Si l'on souhaite simultanément des effets d'investissement et d'appréciation de valeur, tout en étant capable d'assumer des fluctuations de prix plus élevées, le bitcoin, qui présente à la fois des caractéristiques d'actif risqué et d'actif refuge, pourrait être un meilleur choix.
Rédaction : JZ

Mi-avril, l’Iran a lancé une attaque contre Israël, ravivant brusquement les tensions entre les deux pays. Le bitcoin, surnommé « or numérique », a chuté de 15 % en deux jours, tombant brièvement près de la barre des 60 000 dollars.
Lors du déclenchement du conflit, le prix du BTC n’a pas suivi la tendance haussière observée au début de la guerre russo-ukrainienne, mais a plongé avec l’ensemble du marché face aux tensions internationales. Cela signifie-t-il que le bitcoin ne possède pas de caractéristiques d’actif refuge ?

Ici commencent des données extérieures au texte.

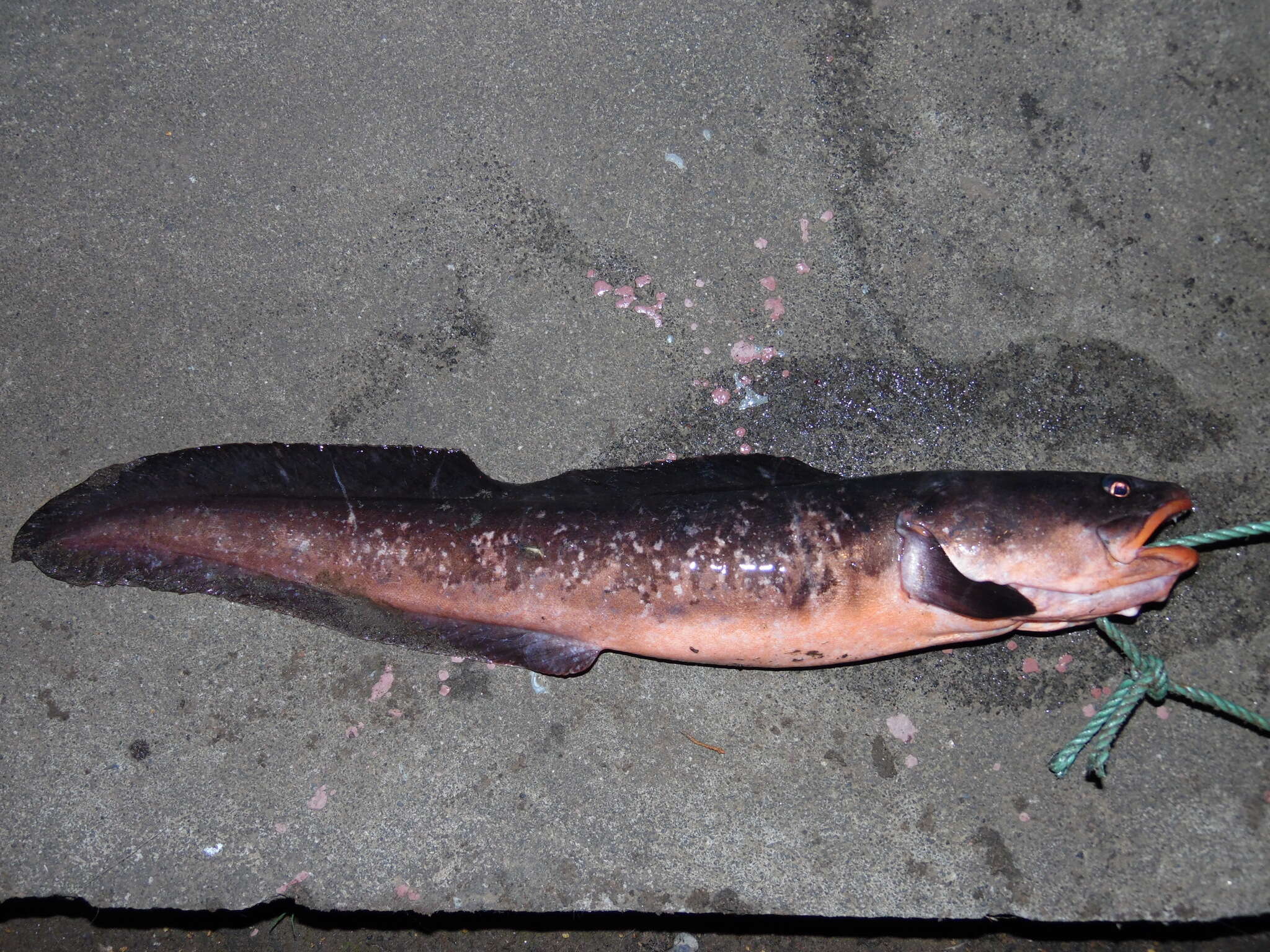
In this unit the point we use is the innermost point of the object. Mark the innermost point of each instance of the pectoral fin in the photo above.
(929, 575)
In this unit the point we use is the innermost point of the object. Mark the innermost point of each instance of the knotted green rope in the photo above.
(1148, 678)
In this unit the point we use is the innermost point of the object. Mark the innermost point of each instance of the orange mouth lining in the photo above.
(1158, 518)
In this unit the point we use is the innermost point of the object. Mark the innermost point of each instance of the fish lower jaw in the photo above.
(1081, 607)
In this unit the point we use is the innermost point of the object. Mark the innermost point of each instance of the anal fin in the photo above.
(929, 575)
(538, 650)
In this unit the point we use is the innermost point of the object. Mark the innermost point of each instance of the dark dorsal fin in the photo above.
(368, 472)
(255, 470)
(705, 474)
(929, 575)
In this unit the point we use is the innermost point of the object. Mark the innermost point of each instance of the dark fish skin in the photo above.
(742, 560)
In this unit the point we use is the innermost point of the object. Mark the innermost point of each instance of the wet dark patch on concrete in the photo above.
(884, 763)
(374, 372)
(726, 902)
(52, 711)
(1001, 862)
(1042, 404)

En réalité, lors de ces trois conflits internationaux, la trajectoire du prix du BTC n’était pas uniquement influencée par sa capacité ou non à servir d’actif refuge. L’adoption locale des cryptomonnaies, le fait qu’un pays soit soumis à des sanctions économiques, ou encore le recours à des campagnes de financement en cryptomonnaies par la population locale peuvent tous affecter le cours via les émotions du marché ou des cas d’utilisation concrets.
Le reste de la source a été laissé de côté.